Your secrets vault, watched.

A secrets manager you can actually keep an eye on.

OpenBao holds your most sensitive secrets, so a sealed node or a blocked audit log is not something you want to find out about late. Suriq reads the cluster live, watches the things that bite, and turns them into a status you can read at a glance.

• Whether each node is sealed or unsealed, watched without a pause - so a node that seals raises an alert, not a surprise
• The whole raft cluster on one screen: every node, which one is the leader, who is a voter, who is on standby, and the version each is running
• Whether the cluster still has an active node serving secrets at all - the alert you most want and least want to miss
• Audit logging that has stopped or had a device removed, flagged the moment it happens
• Certificates heading for expiry, so a PKI issuer does not lapse on a quiet weekend
• Tokens and leases piling up before they become a memory problem
• A node running a different version than the rest of the cluster
• Quiet edits to the OpenBao config on disk, caught and recorded

• Unseal a node through a guided ceremony - one key share at a time, never stored
• Take a raft snapshot of the cluster on the active node, in one click
• Hand off leadership by stepping the active node down, when you need to drain it
• Seal a node fast when something is wrong - the panic button, right there
• Tidy stale tokens, leases and certificates, or rotate a CRL, without SSH-ing in
• Every action is one you trigger, runs with its work shown, and is logged - so you can prove what changed and when

It starts with zero credentials.
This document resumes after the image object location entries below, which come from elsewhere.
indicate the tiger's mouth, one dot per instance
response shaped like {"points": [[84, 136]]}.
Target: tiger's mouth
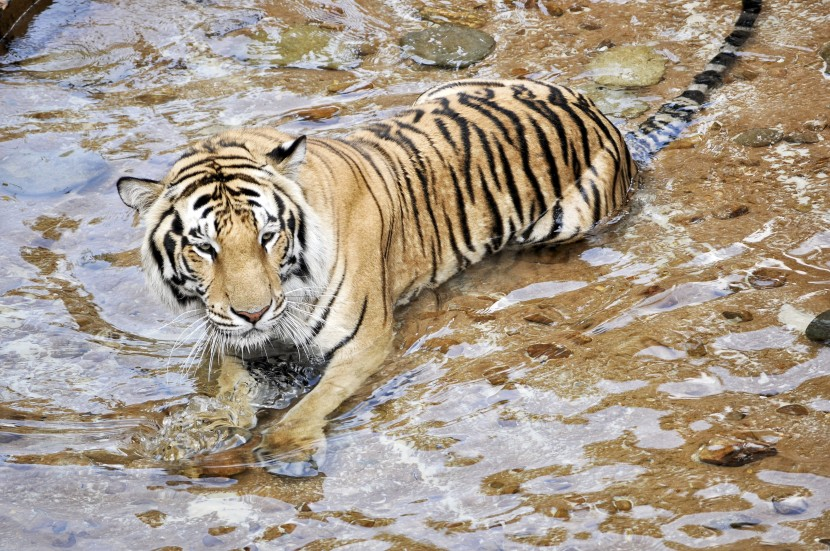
{"points": [[248, 330]]}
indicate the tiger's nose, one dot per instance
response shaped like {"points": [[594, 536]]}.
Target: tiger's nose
{"points": [[252, 317]]}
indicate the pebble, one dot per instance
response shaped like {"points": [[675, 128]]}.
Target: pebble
{"points": [[793, 505], [548, 350], [824, 53], [455, 16], [741, 316], [621, 504], [819, 328], [793, 409], [767, 278], [628, 67], [738, 520], [730, 212], [801, 137], [318, 113], [591, 24], [733, 452], [447, 46], [538, 318], [759, 137]]}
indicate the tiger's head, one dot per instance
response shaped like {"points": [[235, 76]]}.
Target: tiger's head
{"points": [[229, 232]]}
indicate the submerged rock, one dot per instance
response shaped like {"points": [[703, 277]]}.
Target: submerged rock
{"points": [[806, 136], [819, 328], [548, 350], [824, 53], [447, 46], [759, 137], [628, 67], [767, 278], [457, 15], [793, 505], [793, 409], [733, 452]]}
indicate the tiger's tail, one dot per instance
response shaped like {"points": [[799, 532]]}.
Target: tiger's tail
{"points": [[675, 115]]}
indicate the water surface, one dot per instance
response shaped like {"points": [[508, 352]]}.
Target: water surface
{"points": [[549, 399]]}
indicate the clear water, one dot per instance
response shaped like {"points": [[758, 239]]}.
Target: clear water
{"points": [[465, 440]]}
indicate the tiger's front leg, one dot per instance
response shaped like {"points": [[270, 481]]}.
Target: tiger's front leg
{"points": [[295, 445]]}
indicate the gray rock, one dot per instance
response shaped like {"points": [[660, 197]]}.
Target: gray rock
{"points": [[824, 53], [793, 505], [819, 328], [759, 137], [628, 67], [447, 46]]}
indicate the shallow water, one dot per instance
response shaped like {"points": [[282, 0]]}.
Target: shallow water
{"points": [[680, 323]]}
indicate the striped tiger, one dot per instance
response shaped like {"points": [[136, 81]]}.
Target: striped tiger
{"points": [[311, 242]]}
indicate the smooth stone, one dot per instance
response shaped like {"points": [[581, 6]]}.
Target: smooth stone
{"points": [[805, 137], [741, 316], [767, 278], [733, 451], [759, 137], [819, 328], [824, 53], [793, 409], [735, 521], [447, 46], [793, 505], [628, 67], [548, 350]]}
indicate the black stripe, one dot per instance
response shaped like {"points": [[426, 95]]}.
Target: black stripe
{"points": [[348, 338]]}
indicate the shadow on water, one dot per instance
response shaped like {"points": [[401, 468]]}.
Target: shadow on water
{"points": [[563, 398]]}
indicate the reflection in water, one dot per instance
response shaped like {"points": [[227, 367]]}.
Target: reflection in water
{"points": [[554, 398]]}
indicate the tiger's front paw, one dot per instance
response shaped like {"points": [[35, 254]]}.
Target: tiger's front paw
{"points": [[292, 450]]}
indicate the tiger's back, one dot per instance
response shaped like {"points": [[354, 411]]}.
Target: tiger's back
{"points": [[476, 166]]}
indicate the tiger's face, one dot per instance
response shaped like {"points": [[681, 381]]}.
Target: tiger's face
{"points": [[228, 235]]}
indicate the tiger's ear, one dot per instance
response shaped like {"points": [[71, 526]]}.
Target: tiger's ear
{"points": [[138, 193], [288, 156]]}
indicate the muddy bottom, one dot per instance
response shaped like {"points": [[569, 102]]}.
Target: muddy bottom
{"points": [[648, 388]]}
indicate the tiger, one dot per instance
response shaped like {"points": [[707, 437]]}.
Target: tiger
{"points": [[311, 242]]}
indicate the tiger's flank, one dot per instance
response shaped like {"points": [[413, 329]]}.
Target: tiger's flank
{"points": [[311, 242]]}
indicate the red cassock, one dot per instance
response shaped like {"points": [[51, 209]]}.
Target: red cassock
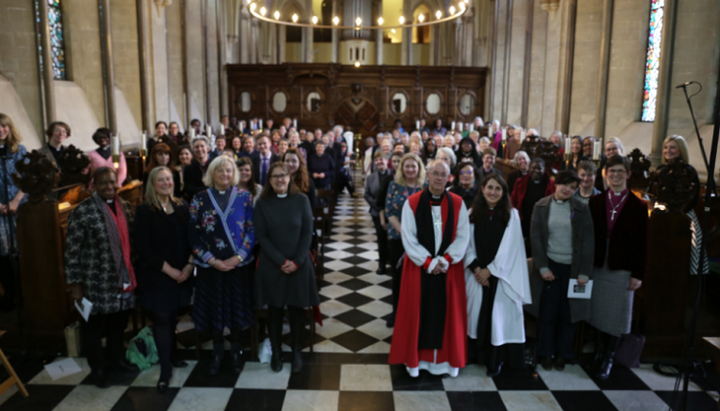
{"points": [[404, 347]]}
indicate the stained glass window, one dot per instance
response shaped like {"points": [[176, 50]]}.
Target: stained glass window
{"points": [[652, 65], [57, 38]]}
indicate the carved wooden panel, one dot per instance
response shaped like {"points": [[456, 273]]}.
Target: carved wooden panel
{"points": [[342, 92]]}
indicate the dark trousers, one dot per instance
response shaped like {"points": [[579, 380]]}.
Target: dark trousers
{"points": [[557, 332], [164, 325], [395, 251], [381, 234], [112, 326]]}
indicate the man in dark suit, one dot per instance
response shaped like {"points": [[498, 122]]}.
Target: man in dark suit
{"points": [[263, 159], [488, 167]]}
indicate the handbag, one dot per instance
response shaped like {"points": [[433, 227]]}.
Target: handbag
{"points": [[629, 349]]}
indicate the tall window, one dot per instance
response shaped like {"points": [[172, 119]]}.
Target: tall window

OpenBao's health, seal-status and leader endpoints are open by design, so a Guardian on the host can read seal state, cluster identity, leadership and version with no token at all. When you are ready for the deeper view - leases, tokens, PKI, audit devices, raft config - a short opt-in wizard provisions two read and action tokens with least-privilege policies. The bootstrap is one-shot and never stored.